Huzur bulduğumuzu zannettiğimiz bir aralıkta, gelişen olaylara bakarak, kişiliğimizden kaybettiğimizi anlarız. Böyle bir zaman aralığında gelişen olayları iyi değerlendirmeliyiz.
Yaşantımızda bedel ödeyerek ulaştığımız huzurun sağladığı mutluluk, ağır ağır içimize sinmeden elimizden uçtuğunu hissettiğimizde çökmemek adına, kişiliğimizden ödün vermemek için daha özverili davranırız.
Kaygı ve endişeler, kişiliğimizi yıpratması istenmeyen ölçülere çıkabilir. Buna rağmen çoğu zaman direnmeyi başarı zannederiz. Halbuki endişe ve kaygılar, duygusal çağrışımla, çıkmaz sokaklara sürüklenmemize neden olurlar.
Kişiliklerin olumsuz yanları saflığa varan düşüncesizlikle kaynaşınca, sığ sularda çırpınma durumuna düşeriz. Bu durumda sözlerle davranışların, ayrı yönlerde hareket ettiğini varsayarsak, sonuçta kişilikten çok kaybettiğimizi, fark ederiz. Daha da vahimi, çeşitli önerilerden kuşku duyar duruma geliriz. Çünkü söz ve davranışların gerçekçi olmadığının kanısına varırız.
Kişiliğin olumsuz etkilendiği durumlarda, meslek başarısına göre katılacağın bir aktivite kır çiçekleriyle donatılmış ve güzel sözlerin uçuştuğu arena da olsa, güzel duygulara rağmen, yere çakılacağını fark edersin.
Yalanların güzel sözlerle örtüştüğü ve iftiraların karşısında bocaladığın bir ahvalde, “Demiştim öyle bir şeye rastlamadım,” mantığı hiçbir zaman geçerli olmayacaktır.
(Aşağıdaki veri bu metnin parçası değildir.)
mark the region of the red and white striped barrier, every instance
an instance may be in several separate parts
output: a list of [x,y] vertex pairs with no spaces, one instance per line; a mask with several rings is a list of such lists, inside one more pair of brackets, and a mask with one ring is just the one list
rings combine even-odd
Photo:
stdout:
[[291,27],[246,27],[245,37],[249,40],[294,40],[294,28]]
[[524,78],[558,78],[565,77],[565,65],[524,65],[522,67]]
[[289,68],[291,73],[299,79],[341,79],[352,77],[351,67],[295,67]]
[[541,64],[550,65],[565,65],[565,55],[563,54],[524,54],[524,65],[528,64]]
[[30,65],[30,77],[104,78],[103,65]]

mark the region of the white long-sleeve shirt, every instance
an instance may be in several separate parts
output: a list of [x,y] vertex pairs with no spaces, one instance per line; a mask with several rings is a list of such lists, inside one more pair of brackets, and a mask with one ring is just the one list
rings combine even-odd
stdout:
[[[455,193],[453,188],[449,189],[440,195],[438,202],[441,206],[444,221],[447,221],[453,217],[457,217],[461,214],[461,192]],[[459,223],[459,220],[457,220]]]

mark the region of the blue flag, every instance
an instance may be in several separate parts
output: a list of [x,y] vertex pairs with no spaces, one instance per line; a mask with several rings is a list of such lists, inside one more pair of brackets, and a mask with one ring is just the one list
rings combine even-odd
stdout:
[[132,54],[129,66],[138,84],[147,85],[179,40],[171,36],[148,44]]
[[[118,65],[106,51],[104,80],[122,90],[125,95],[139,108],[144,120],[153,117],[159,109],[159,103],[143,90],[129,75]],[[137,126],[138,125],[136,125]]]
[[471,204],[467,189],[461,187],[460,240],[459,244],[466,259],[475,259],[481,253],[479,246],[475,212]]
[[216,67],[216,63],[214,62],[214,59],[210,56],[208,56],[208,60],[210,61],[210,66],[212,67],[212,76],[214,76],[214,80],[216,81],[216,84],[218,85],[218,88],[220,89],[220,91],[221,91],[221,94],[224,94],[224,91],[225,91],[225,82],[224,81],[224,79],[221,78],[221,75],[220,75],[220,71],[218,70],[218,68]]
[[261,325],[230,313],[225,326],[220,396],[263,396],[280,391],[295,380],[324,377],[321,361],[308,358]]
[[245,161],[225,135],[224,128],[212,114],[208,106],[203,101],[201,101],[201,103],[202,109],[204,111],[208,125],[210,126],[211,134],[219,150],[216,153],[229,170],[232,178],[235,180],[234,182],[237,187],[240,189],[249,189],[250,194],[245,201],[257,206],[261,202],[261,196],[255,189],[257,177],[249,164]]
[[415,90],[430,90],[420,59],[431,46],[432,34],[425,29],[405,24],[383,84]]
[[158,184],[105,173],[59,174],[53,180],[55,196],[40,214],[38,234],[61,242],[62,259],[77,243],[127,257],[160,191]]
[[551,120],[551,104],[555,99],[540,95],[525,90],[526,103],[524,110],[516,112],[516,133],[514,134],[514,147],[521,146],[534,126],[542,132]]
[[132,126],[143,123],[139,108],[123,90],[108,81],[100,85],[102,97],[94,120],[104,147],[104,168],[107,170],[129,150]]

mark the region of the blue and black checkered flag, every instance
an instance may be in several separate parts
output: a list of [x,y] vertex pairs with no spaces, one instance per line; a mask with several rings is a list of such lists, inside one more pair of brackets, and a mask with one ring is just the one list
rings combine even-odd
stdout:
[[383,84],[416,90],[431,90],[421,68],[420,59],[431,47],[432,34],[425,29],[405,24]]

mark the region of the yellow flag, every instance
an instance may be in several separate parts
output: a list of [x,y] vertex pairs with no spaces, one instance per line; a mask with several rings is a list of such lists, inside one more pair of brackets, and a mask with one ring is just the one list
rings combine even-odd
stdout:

Sosyal alanda değerlerin değişkenliği kişilikleri öyle soyutlamıştır ki, maddi olarak erişemediğin yere düşlerinde erişmek istiyorsun. Hatta bugün “Metaverse” diye sanal gerçeklik alemine sürükleneceksin. Gerçeklerden kopma olarak değerlendirilen bu kurgusal ortamı kurtarıcı şeklinde değerlendireceksin.
Yapılan hatalar gizlenmeden söze ve davranışa yansıması, ne kadar sağlıklı bir ruh halini gözler önüne serecektir. Bunlar bilinerek davranılırsa, yeni ve yaralayıcı yanlışlardan dönülecektir.
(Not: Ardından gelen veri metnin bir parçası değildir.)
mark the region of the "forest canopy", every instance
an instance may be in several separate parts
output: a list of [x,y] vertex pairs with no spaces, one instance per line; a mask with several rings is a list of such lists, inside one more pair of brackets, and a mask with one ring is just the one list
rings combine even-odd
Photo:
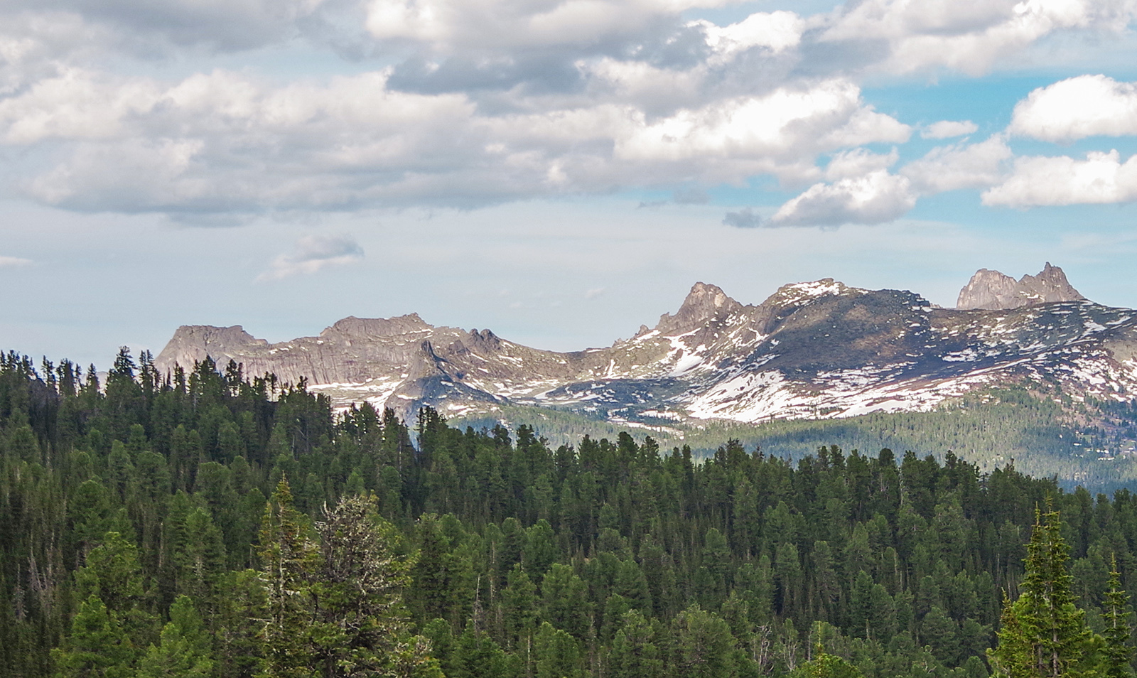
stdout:
[[0,453],[17,676],[985,678],[1037,524],[1130,670],[1137,496],[947,450],[553,449],[124,349],[0,356]]

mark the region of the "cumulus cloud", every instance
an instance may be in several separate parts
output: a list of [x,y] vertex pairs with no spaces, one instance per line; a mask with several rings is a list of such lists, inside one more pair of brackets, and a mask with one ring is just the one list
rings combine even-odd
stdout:
[[9,16],[82,17],[100,42],[158,56],[179,47],[246,50],[300,33],[326,0],[8,0]]
[[886,56],[872,68],[947,67],[978,75],[1060,31],[1121,32],[1135,10],[1106,0],[865,0],[819,23],[824,42],[886,44]]
[[874,154],[866,148],[841,151],[835,154],[825,166],[825,180],[863,176],[870,172],[891,167],[899,157],[895,148],[888,154]]
[[1137,134],[1137,85],[1105,75],[1079,75],[1030,92],[1007,130],[1045,141]]
[[[982,181],[968,185],[993,185],[997,149],[939,149],[890,174],[895,151],[862,147],[913,130],[863,100],[865,73],[980,72],[1046,35],[1131,18],[1113,0],[863,0],[722,26],[690,18],[733,1],[13,0],[0,8],[0,149],[16,149],[18,188],[44,204],[189,221],[628,188],[705,201],[677,187],[761,175],[813,184],[783,206],[786,223],[822,204],[872,220],[906,204],[902,179],[918,193],[951,190],[970,166]],[[196,68],[202,55],[301,44],[385,66]],[[151,64],[124,68],[131,58]],[[1114,98],[1128,86],[1113,85]],[[974,131],[940,121],[921,134]],[[932,175],[948,165],[955,179]],[[877,198],[853,198],[865,191]],[[888,196],[894,209],[880,207]]]
[[371,0],[365,25],[379,40],[433,51],[596,44],[688,9],[730,0]]
[[864,176],[818,183],[782,205],[770,218],[773,226],[836,226],[879,224],[915,206],[908,179],[886,170]]
[[819,154],[911,133],[845,80],[649,118],[614,102],[487,115],[467,96],[392,90],[388,77],[276,88],[215,71],[164,85],[68,69],[0,100],[0,137],[57,149],[61,160],[24,183],[47,204],[251,213],[478,206],[763,173],[814,181]]
[[979,125],[971,121],[939,121],[921,130],[920,137],[922,139],[951,139],[973,134],[978,130]]
[[347,235],[305,235],[289,254],[276,257],[257,282],[316,273],[326,266],[363,261],[363,248]]
[[1013,173],[984,191],[984,205],[1037,207],[1128,202],[1137,199],[1137,156],[1121,163],[1117,150],[1089,152],[1085,160],[1069,156],[1024,157]]
[[1003,179],[1012,156],[1006,140],[996,134],[979,143],[933,148],[923,158],[902,167],[901,174],[921,195],[987,188]]

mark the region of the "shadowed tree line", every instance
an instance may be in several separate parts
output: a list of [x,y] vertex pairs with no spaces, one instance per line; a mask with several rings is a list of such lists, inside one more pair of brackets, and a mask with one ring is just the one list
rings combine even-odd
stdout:
[[951,453],[550,449],[125,349],[2,356],[0,453],[17,676],[985,678],[1051,580],[1080,659],[1004,673],[1130,670],[1137,497]]

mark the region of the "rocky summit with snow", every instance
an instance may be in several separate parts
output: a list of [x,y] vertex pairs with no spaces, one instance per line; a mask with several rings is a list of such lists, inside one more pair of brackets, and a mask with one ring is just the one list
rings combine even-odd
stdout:
[[958,308],[832,279],[787,284],[757,305],[696,283],[674,314],[606,348],[555,353],[417,315],[347,317],[318,337],[269,344],[240,326],[180,328],[160,371],[210,357],[246,374],[447,416],[507,405],[616,423],[853,416],[928,411],[987,387],[1048,383],[1076,397],[1137,398],[1137,312],[1081,297],[1049,264],[1015,281],[979,271]]

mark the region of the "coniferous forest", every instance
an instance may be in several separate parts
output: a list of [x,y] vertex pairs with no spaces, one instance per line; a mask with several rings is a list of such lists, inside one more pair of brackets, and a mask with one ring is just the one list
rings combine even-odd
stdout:
[[550,449],[124,349],[2,356],[0,453],[11,676],[1131,672],[1137,495],[948,450]]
Kişiliğe olumsuz etkilere fırsat verdiğimiz sürece, hareketimizin yönünü belirlesek de içimizdeki şüpheyi bir türlü gideremeyiz. Çünkü yanlışlara kiraladığımız, kişiliğimiz maddi mutluluğu hazmedemeyecektir. Bundan dolayı da ruhen sıkılacak ve içinden çıkılamaz bir girdaba düşmüş olacağız. Girdaptan çıkmaya çalışmak ve çıktıktan sonra sağlıklı yapıya kavuşmak dertleriyle baş etmeyi zor başaracağız.
Bu durum yaşantını perdeleyen, elbette ki alışkanlıkların değildir. Fakat düşmüş olduğun moral bozukluğu kişiliğe çok yönlü etkiler şeklinde karşına çıkmaktadır.
Moral bozukluğuyla yaşananları bir yönüyle tenkit ederken, “Bir daha mı? asla” diye tepki gösteririz. Fakat yaşantımıza süs olacak çiçek demetlerini elimizde tutmayı düşünmeyiz. Halbuki çiçek demetleri bizleri çok iyi duyguların destanlaştığı ortama çıkaracaktı.
Duyguların destanlaştığı ortama yükselirken, belirsizlik yaşamamalı ve duyguları körelmiş kişiliklerden uzak durmalıyız.
Bütün bunlara bakarak diyebiliriz ki, “Çamurlu ve sığ suda, balık tutacağını zanneder.”